This just makes me sad.
CASTOR, La. — On the fourth Sunday in July, John Lee Cockerham was here in his hometown for the baptism of his twin sons…
…Less than 24 hours later Major Cockerham was behind bars, accused of orchestrating the largest single bribery scheme against the military since the start of the Iraq war. According to the authorities, the 41-year-old officer, with his wife and a sister, used an elaborate network of offshore bank accounts and safe deposit boxes to hide nearly $10 million in bribes from companies seeking military contracts.The accusations against Major Cockerham are tied to a crisis of corruption inside the behemoth bureaucracy that sustains America’s troops.
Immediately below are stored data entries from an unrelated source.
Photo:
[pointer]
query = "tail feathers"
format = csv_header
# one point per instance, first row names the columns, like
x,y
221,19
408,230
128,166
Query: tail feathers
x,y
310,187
Pentagon officials are investigating some $6 billion in military contracts, most covering supplies as varied as bottled water, tents and latrines for troops in Kuwait, Iraq and Afghanistan.
The inquiries have resulted in charges against at least 29 civilians and soldiers, more than 75 other criminal investigations and the suicides of at least two officers. They have prompted the Pentagon, the largest purchasing agency in the world, to overhaul its war-zone procurement system… (read the rest here)
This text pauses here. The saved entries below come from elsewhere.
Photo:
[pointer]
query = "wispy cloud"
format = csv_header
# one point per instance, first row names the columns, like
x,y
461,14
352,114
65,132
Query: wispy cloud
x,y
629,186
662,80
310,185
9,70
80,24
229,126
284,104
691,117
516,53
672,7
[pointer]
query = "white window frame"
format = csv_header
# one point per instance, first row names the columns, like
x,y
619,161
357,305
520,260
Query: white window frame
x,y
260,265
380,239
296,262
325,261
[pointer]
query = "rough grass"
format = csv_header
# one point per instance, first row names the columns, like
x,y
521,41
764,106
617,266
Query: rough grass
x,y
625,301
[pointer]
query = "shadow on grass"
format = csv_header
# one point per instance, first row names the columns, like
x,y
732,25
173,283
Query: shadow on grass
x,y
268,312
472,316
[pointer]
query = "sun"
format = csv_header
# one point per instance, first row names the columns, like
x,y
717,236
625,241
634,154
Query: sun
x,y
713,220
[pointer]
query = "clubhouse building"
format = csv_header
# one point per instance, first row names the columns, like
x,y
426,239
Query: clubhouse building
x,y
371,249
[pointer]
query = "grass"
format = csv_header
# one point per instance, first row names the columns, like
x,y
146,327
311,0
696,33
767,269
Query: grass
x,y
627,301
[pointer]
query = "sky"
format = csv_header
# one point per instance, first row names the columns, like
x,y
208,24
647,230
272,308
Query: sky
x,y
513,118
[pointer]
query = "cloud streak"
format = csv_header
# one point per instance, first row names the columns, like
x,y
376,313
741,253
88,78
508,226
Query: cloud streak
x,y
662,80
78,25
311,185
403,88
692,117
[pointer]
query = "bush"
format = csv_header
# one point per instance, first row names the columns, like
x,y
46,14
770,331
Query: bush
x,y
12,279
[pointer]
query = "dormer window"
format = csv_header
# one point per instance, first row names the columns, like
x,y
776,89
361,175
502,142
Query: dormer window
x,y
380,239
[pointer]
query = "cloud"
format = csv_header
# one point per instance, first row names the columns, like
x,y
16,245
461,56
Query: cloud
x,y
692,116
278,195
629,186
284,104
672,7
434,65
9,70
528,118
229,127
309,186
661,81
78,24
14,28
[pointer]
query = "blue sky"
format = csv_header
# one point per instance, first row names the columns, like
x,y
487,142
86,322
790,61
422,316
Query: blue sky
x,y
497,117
Gee, I wonder where these military personnel got the idea that it was okay to take bribes from military contractors. A few names come to mind: former Rep. Randy “Duke” Cunningham (R-CA), Brent Wilkes, Mitchell Wade, former head of House Appropriations Committee Rep. Jerry Lewis (R-CA), former #3 at the CIA Kyle “Dusty” Foggo, and former Rep. Katherine Harris (R-FL).
According to prosecutors, Wilkes and Wade generously remunerated Duke Cunningham for steering government business their way. Wilkes, prosecutors allege, gave Cunningham more than $600,000 in bribes, including two checks totaling $100,000 and $525,000 to pay off a mortgage. (Wilkes, through his attorney, denies these allegations.) In February , Wade pleaded guilty to bribing Cunningham with over $1 million—but he operated with more panache, indulging Cunningham’s taste for outsize antiques. The trove he offered included Persian and Indian rugs, sleek Louis-Philippe and Restoration commodes, a $24,000 Victorian china hutch, leaded-glass cabinets, and silver candlesticks worth $5,600. “Duke liked his antiques big and he liked them expensive,” explains a Maryland antiques dealer, who despaired of his taste. (Duke got other gifts as well: a secondhand Rolls-Royce and the use of Wade’s 42-foot boat, renamed the Duke-Stir.)…
… In March, Cunningham was sentenced to eight years and four months in prison—the harshest sentence ever received by an ex-congressman for corruption. But the investigations are far from over, and allegations continue to surface implicating other legislators and government officials. California Republican congressman Jerry Lewis, head of the House committee on appropriations, is currently being investigated. So is Wilkes’s best friend from high-school days, Kyle “Dusty” Foggo, who was until recently No. 3 at the C.I.A., and who is alleged to have accepted lavish favors from Wilkes—a trip to a Honolulu estate, for instance, renting for $50,000 per week—in exchange for arranging lucrative C.I.A. contracts for his friend. (Wilkes, Lewis, and Foggo have denied any wrongdoing.) Republican congresswoman and senatorial candidate Katherine Harris, of Florida, a source familiar with her activities tells me, is also being scrutinized for her dealings with Wade—in particular, for receiving $32,000 in illegal campaign donations, and for a lavish dinner she enjoyed last year for which he paid more than $3,300. (Harris says that she did not know the donations were illegal and has since given the money to charity.) In addition, Wade, who is cooperating with the authorities, has told the F.B.I. that Wilkes kept hospitality suites in the Watergate Hotel and Westin Grand in order to entertain legislators and government officials with evenings of poker, cigars, and, on occasion, for Cunningham, prostitutes.
It’s good to see the word “former” preceding most of the names on my list. It’s dreadful to know that some people in the military decided that what was good for government officials worked for them too.